On od pokoleń pewnie tam kosi, oni mieszkają od kilku lat i to z niego chcą zrobić dziwoląga
Stary te wioski koło dużych miast non stop tak mają.. przyjeżdżają debile z miasta, bo wieś, bo spokój, bo cisza, budują się albo koło pola albo niedaleko gospodarstwa i wyobraź sobie, że te cymbały potrafią ciągle po miejskich lub policję dzwonić, ponieważ coś im nie pasuje.
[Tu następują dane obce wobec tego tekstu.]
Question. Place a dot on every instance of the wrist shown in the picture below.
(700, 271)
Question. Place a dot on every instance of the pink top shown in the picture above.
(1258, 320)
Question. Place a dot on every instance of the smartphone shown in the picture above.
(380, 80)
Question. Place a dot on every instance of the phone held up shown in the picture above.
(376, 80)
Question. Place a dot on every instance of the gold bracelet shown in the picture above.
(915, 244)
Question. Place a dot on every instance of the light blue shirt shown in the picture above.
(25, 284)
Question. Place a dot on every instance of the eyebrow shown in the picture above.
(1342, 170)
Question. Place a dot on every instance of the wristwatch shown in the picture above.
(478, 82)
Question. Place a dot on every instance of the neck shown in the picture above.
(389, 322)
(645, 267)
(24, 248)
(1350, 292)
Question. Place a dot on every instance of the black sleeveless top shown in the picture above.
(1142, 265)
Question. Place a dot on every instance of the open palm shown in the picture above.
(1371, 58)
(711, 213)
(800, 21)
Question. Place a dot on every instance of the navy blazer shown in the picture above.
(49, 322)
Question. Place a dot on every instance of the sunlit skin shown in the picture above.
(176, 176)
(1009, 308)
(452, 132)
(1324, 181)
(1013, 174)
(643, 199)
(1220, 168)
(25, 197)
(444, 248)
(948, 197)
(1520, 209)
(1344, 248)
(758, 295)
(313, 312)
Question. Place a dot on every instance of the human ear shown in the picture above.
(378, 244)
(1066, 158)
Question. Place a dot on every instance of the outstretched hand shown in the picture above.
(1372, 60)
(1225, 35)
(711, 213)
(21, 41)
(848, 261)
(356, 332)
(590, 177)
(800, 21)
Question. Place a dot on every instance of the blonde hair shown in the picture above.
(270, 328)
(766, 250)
Pole ---> kurzy się, gospodarstwo gdzie hodują zwierzęta ---> śmierdzi im lub zwyczajnie po co skoszoną trawę pakować do wora i czekać na śmieciarkę, która odpady zielone zabiera za darmo skoro można wszystko wyj***ć na działkę obok, a jak pole zasiane to potrafią quadem je przeorać.. Durny przykład Skórzewo koło Poznania gdzie do małej niegdyś wioski przyjechała hołota z "Wielkiego Miasta", po prostu szkoda mi trochę tych chłopaków co tam jeszcze jakąś ziemie mają.
P.S.
I żeby nie było, nie wrzucam od razu wszystkich do jednego wora. Trafiają się ludzie naprawdę w porządku.
j***nA DELEWOPERKA.
Wszedzie sie wpie**alaja gdzie od lat z dziada na dziada ziemia byla rolna i raptem wielkie ale sie znalazlo, ze jeden normalny rolnik nie sprzedal sie za srebrniaki, I dobrze tym co tam mieszkaja wiedza, ze dolozyli sie do sp***olenia rolnego gruntu gdzie byly uprawy itd.
Zycze aby kadego roku tam jezdzil a moze nawet o polnocy zbieral.
Miałem mieszkać na tym osiedlu, fajnie spoko, ale w ciągu 2 lat z wiejskiego terenu zrobili osiedle obok niby lasy i pola, ale budują kolejne bloki, budowa w p*zde godzin powyżej normy, zawsze w nocy cement, rozj***li kawałek parku narodowego czy jak to się tam zwie, tam jest gówno i normalna osoba, która ma wynajmować/kupić albo o tym wie albo sprzedaje. Jednak sezon trwa krótko na tak małym polu i przez zime wiosne lato jesień cmoże chwilę zobaczysz kombajn. Sam Zbieram uprawy w winnym kraju i to pare k***a dni z kombajnem czy oraniem. Debile j***ni wielce oburzeni.